Brewer's concerns mirror those of more than a dozen of her fellow Republican governors. Their chief concern, expanding who is eligible for Medicaid, would force cash-strapped states to either cut programs in other areas or raise taxes, the governors say.
Baucus' proposal would expand eligibility under state Medicaid programs to households earning up to 133 percent of the federal poverty level, just over $22,000 a year for a family of four.
Arizona already provides free or low-cost health insurance
to roughly 1.3 million people living at or below the poverty level with the Arizona Health Care Cost Containment System, the state's version of Medicaid.
"We can't afford it," Brewer told The Arizona Republic on Wednesday. "We can't afford the AHCCCS program we have currently."
The governor did not provide an estimate of how many more Arizona residents would be eligible for Medicaid under Baucus' plan.
But to illustrate the potential burden, she outlined the additional costs the state could incur if all those who are now eligible to enroll but have not done so were to enroll.
If those 200,000 enrolled, the additional costs to the state could be as much as $4 billion over five years, she indicated in her letter.

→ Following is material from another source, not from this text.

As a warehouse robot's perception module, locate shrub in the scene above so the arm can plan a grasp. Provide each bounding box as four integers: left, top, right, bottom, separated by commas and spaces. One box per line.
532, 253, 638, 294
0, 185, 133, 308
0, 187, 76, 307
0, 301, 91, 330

Even without Medicaid expansion, critics view the program as a worsening drag on the budget. State General Fund contributions to AHCCCS grew by 230 percent over the past decade, Brewer said, and total program funding from all sources is slated to exceed $7 billion this year alone.
State Rep. Kyrsten Sinema, a member of President Barack Obama's task force on health-care reform, conceded that state costs are unworkable under the current Baucus proposal. Sinema, a Phoenix Democrat, said she prefers a competing House Democratic plan that would phase in the new state Medicaid costs over a period of years.
Health-care advocate Kim VanPelt said failure to act would be costly, as well, with the rising price of health care leading more employers to drop coverage, thereby swelling state Medicaid rolls.
"The solution isn't necessarily to say health-care reform shouldn't occur," said VanPelt, associate director for St. Luke's Health Initiatives.
The public foundation supports policy research and grant funding for health issues.